The battle is not over. The legal team at Oliver Fisher representing Ms Rouncefield have told LandlordZONE that they intend to seek permission to appeal to the Supreme Court.

But what to do the two legal teams on either side of the bench think of the judgement, and is its as clear cut as landlords would like to think?

Landmark Chambers – Trecarrell House

Landmark Chambers says it’s good news for landlords and that, given the huge number of gas safety inspections missed as a result of the current crisis, it’s a relief that there is now clarity on whether a Section 21 claim is valid as long as the certificate has been provided beforehand.

This is regardless of whether an annual inspection has taken place each year, and just as long as it has been done before notice is served.

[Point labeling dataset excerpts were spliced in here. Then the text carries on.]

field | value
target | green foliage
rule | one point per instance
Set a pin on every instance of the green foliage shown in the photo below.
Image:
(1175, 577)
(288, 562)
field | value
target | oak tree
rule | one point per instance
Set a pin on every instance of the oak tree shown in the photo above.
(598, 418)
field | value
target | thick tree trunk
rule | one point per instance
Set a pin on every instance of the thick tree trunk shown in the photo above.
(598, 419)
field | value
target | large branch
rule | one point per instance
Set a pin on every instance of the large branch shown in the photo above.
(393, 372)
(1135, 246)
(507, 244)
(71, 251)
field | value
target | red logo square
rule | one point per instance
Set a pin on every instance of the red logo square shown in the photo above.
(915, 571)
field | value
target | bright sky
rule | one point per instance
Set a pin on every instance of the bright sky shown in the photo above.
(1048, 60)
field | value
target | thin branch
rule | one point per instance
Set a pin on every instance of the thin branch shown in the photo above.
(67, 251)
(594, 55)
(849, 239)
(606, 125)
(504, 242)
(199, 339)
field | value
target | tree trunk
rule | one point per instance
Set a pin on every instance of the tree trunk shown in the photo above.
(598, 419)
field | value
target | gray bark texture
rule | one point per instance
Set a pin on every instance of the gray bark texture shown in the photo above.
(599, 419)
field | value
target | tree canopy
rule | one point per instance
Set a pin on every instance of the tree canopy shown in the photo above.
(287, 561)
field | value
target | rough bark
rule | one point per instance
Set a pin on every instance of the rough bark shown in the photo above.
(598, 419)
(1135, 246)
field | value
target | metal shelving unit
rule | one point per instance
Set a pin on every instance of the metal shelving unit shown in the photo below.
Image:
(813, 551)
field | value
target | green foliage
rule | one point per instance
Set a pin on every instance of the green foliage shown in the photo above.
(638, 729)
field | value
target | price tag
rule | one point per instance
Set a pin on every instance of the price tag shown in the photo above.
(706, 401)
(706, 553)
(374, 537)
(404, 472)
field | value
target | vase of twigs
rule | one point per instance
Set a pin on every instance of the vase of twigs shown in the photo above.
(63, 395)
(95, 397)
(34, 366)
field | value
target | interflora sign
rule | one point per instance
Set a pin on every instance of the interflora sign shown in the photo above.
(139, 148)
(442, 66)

However, practice manager Justin Bates asks: “What is the position if the landlord has not done a gas safety check – and so does not have a gas safety certificate – for the period before the tenant went into occupation. How, if at all, can that be remedied?”

He adds: “There is recognition in the judgment that the duty to do an annual safety inspection is not a prescribed requirement for the purposes of [a Section 21].

“There is, however, something rather unattractive about a landlord seeking possession in circumstances where he has unlawfully failed to do a check (and thus provide a certificate) and whether that amounts to (impermissibly) relying on your own wrongdoing.”

Bates tells LandlordZONE: “The earlier county court decision in Caridon Property v Monty Schooltz was made by one of the most respected landlord and tenant lawyers of his generation, HHJ Luba QC, so the argument for the tenant is clearly one that has some support.

“It’s also important enough for the Supreme Court to want to look at it, after all, it does potentially affect several million people.”

Oliver Fisher – Rouncefield

The legal team representing Ms Rouncefield has some unanswered questions, according to Billy Clerkin, paralegal at Oliver Fisher, who says the position is still unclear as to whether a gas safety check that has been done out of time is valid.

He adds: “If the case is that only the [gas safety certificate] needing to be given is the one prior to occupation and the most recent check carried out during occupation, then in a lengthy AST this could leave a number of years in the middle whereby a check does not need to be done for the purpose of a Section 21. 

“This seems wrong to me when considering the very low risk of an HSE prosecution, which appear to be in the tens per year with regard to the Gas Safety Regulations as a whole.”